Tuesday, 12 May 2009

Lancashire workers urged to vote against BNP

PUBLIC sector workers in Lancashire are being urged to vote in the European elections amid fears that the BNP could win a seat.

Employees of councils, health trusts and non-teaching staff at schools are being targeted by the campaign being led by public sector workers union Unison.

It is urging the workers to use their vote in the June 4 elections.

The European Parliament plays a role in making European Union laws and also has a say over the EU's annual budget.

The eight MEPs who are elected will represent the region on issues including environmental protection, consumer rights, energy policy and transport.

The BNP is standing in June’s polls.

Katherine Johnson, branch secretary of Unison which has 2,500 members, said: “We have worked hard to develop community cohesion and we are con-cerned this will be undermined if the BNP are elected.

“The BNP will get £1million worth of funding over five years which we fear will be put into the party not the community.”

In Blackburn with Darwen, the council is joining forces with Unison to make sure all its workers are registered to vote in the elections on June 4.

Unison, is working with Searchlight's Hope Not Hate campaign, to increase voter registration and turnout.

Ms Johnson added: “Unison in Blackburn, and Blackburn with Darwen United Against Racism, have joined forces in an anti-BNP campaign.

"We are working extremely closely.

On Friday, May 15, the council has agreed to allow its workers to wear a t-shirt in support of Unison’s anti-BNP stance.

Graham Burgess, returning officer for Blackburn with Darwen, urged people to use their vote.

Blackpool Citizen
Thursday 7th May 2009

BNP leader could set up office in Lancashire

LANCASHIRE could become the North West headquarters of the British National Party if Nick Griffin is elected at next month’s European elections.

Mr Griffin, the BNP’s leader, is standing for a North West seat at the elections, and has confirmed it is “quite likely” they would open an office somewhere “between Colne and Preston”, if elected.

More than 90 candidates, representing 12 political parties and an Independent, are set to stand for the eight North West MEP seats.

Over five million people will be eligible to go to the polls on Thursday June 4, to choose the region’s representatives in Europe.

Mr Griffin said: “It would be wrong to second guess the electorate, but we would probably be looking at two offices.

“One is likely to be in the major conurbations of Manchester or Liverpool and the other in the central belt, somewhere between Colne and Preston is quite likely.”

As well as the BNP, candidates representing the Christian party, the Conservatives, English Democrats, Jury Team, Liberal Democrats, No2EU: Yes to Democracy, Pro Democracy, Socialist Labour party, the Green party, Labour and the United Kingdom Independence party are standing for elections.

Chris Davies MEP, who represents the Liberal Democrats, is standing again next month.

He said: “This year’s list is thick with Eurosceptic candidates and we are proud to represent a pro-European party, we think it is positive for the UK to be in the European Union.

“It is important people use their vote as it is people who vote who make the difference.

“If you don’t make the effort to vote for someone who you think reflects you then you will almost certainly end up with someone who doesn’t reflect you.

“The BNP stood five years ago and there was lots of talk of them winning seats but they didn’t get anything.

“UKIP ended up with 12 seats but look at the sorry mess they have become.”

Preston Citizen
Monday 11th May 2009

Friday, 8 May 2009

Day of Action in Blackpool - Leafleting against the fascist BNP

In less than 30 days, Britain will be going to the polls.

If the BNP win a seat in the European Parliament they'll be catapulted from the fringes into the political mainstream and given access to unprecedented media coverage and state funding.

But we can stop this happening.
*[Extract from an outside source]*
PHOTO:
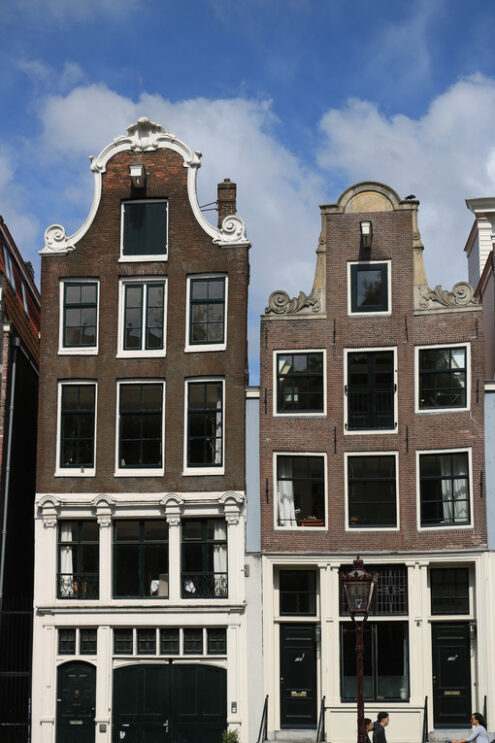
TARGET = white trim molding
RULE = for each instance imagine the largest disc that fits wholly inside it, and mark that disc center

We simply need to tell people the truth about the BNP and the threat that they pose.

To do this, a tool has been launched on the HOPE not hate website that lets you find campaign events in your area. We're asking for two hours of your time. At present there are over 100 events across the country and in the coming weeks we'll be adding to this substantially - rolling out the largest ever campaign to stop the BNP. Will you sign up to an event in your area?

We will be leafleting on Saturday, 9th May. The meeting point is:
UNISON Portocabin (Blackpool, United Kingdom)
Progress House
Clifton Road
Blackpool, United Kingdom FY4 4US

Please let us know your coming via the Hote Not Hate site or via Facebook on http://www.facebook.com/event.php?eid=90890433120

Please come along and help even if its just for an hour during the day.

Monday, 4 May 2009

Labour division 'could boost BNP'

Former Labour leader Neil Kinnock has issued a warning to the party that continued in-fighting risks handing seats to the far-right BNP in next month's European elections.
After a weekend of turmoil at the top of the party, Lord Kinnock urged members to unite behind Prime Minister Gordon Brown.

In an interview with The Guardian, he said that talk among discontented MPs of a possible leadership challenge to oust Mr Brown from No 10 was "ludicrous and damaging".

The latest blow to Mr Brown's authority came from Communities Secretary Hazel Blears who slammed the Government's "lamentable failure" to connect with voters in a weekend newspaper article.

She even took a sideswipe at the Prime Minister's notorious YouTube appearance, saying: "YouTube if you want to. But it is no substitute for knocking on doors."

Although she was said to be "horrified" that her comments have been seen as an attack on Mr Brown - and swiftly pledged her "100% support" for his leadership - they fuelled speculation of a possible move against him.

Rebel MPs, such as former ministers Frank Field and Kate Hoey, were already talking openly of a possible challenge if Labour fares badly in the European and local government elections on June 4.

Lord Kinnock, however, said that such talk simply played into the hands of the party's enemies.

"In order to maintain Labour advances like Surestart and investment in health and education we have all got to get behind Gordon. We need to present a united front and not keep in-fighting which will hand victories to the BNP. Discussions of leadership challenges are ludicrous and damaging."

Mr Brown's position had been damaged by a bruising week which saw him suffer his first Commons defeat since becoming Prime Minister in an emotive vote on Gurkha rights, and a further climbdown on reform of MPs' expenses.